In November last year, Legal Brains Trust – LBT -a local non-profit organisation went to court seeking a declaration that the presidential directive, authorising an Indian company – Mahathi Infra Services Private Limited, and its local subsidiary – Mahathi Infra –Uganda-Limited to operate as a monopoly for the business of transporting petroleum products by barges over Lake Victoria, and from Uganda was illegal as it violated or threatened to violate a number of fundamental rights protected in the Bill of rights.
In an affidavit sworn in by Anthony Jjumba – the head of Investigations, LBT wanted the High Court to issue an injunction restraining the government from implementing the presidential directive. The affidavit said that the directive was a blatant violation of the government’s obligations to respect, uphold and promote fundamental rights to good governance, fairness, and equality of economic opportunity.
It added that the directive also went beyond the permissible exercise of state power by the president in regulating business; it was discriminatory, unlawful and unacceptable, and demonstrably unjustifiable in a free and democratic society. LBT also argued that the presidential directive also kept out other potential operators and that this would worsen corruption and abuse of power by those holding political and other public offices and that it was detrimental to public good or welfare for good governance.
The application was opposed by the Attorney General who through an affidavit sworn in by Rev. Justas Frank Tukwasibwe contended that the application was bad in law, speculative, moot, misconceived, and should be dismissed with costs. He added that the agreement signed between the government and Mahati Infra Services Private Ltd does not in any way threaten the rights of Ugandans protected in the constitution.
He said even if this were to be the matter, the High Court would be the wrong place to run to adding that matters relating to human rights are determined by the Constitutional Court.
In his ruling, Justice Musa Ssekaana agreed with the reasoning of the Attorney General that LBT’s application does not show how any of the articles of the Constitution are being violated. He said that the application was not for enforcement of rights as contended but rather public interest litigation or a judicial review matter challenging the actions and decisions of the government.
“This court will not allow the applicant to devise an alternative procedure in order to circumvent the set procedure. The applicant is only trying to access court through the ‘window’ instead of the door that has been prescribed by the Constitution. Justice is to be rendered in accordance with the law and set principles and procedures. The Constitution is silent as to the procedure to be followed or how to access courts to seek redress outside constitutional interpretation and enforcement of human rights. The necessary procedure must be followed from the existing legislation like the Judicature Act or Civil Procedure Act and not invent any procedure the applicant finds convenient or comes to his imagination.

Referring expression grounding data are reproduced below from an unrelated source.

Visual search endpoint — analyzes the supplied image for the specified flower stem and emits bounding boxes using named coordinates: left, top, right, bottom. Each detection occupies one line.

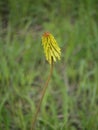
left=31, top=59, right=53, bottom=130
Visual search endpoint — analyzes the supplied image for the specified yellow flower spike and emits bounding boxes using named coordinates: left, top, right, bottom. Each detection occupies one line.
left=42, top=32, right=61, bottom=64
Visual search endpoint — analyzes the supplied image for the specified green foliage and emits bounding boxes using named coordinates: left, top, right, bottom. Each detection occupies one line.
left=0, top=0, right=98, bottom=26
left=0, top=0, right=98, bottom=130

The applicant is trying to convert any alleged transgressions into a human rights issue for the enforcement of rights. This unacceptable and courts will guard jealously their constitutional mandate from being abused by busy bodies or meddlesome intermeddles like the applicant,” the ruling reads in parts.
It adds that the application did not involve any violation of rights and it had no basis to be baptized as an enforcement of rights application. “From the applicant’s pleadings, it is very clear that the applicant seems to seek to enforce public interest actions on behalf of the people of Uganda. This court does not, therefore, have jurisdiction to handle it and as the right forum under Rule 7 (2) for the orders and reliefs sought is the Constitutional Court as stated,” held Ssekaana.

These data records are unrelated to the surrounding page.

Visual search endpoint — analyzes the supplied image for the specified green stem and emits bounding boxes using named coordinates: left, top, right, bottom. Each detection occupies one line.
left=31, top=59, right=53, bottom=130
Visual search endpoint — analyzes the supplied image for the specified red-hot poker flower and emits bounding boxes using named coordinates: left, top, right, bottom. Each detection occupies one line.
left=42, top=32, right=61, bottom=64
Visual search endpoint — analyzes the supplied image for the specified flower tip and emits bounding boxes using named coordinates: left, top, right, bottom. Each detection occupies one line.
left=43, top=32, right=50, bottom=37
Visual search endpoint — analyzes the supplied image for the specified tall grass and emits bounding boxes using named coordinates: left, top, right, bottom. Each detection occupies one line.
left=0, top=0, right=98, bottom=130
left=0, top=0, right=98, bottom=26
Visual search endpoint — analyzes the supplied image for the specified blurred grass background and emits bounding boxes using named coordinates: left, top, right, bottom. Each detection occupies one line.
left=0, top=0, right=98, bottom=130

He added that even in the Constitutional Court where such an application would be filed, public interest litigation must also be scrutinized in order to limit abuse of the court process. He said that litigation does not become public interest merely because questions of law of general public importance arise but rather must be concrete on what rights of the public have been abused. “Litigation cannot provide an avenue for substituted governance nor can the Court, in a democratic set-up governed by separation of powers assume to itself the task of governance which the Constitution leaves to elected representatives or to Executive members through expert bodies who are accountable to the collective wisdom of the Legislature or Executive.
His application would still have failed to satisfy the test of substantial public interest and there is no genuine public harm or public injury. This application was for a private motive or oblique motive or ulterior motive. For the reasons above, this application fails and is dismissed with costs,” said Ssekaana.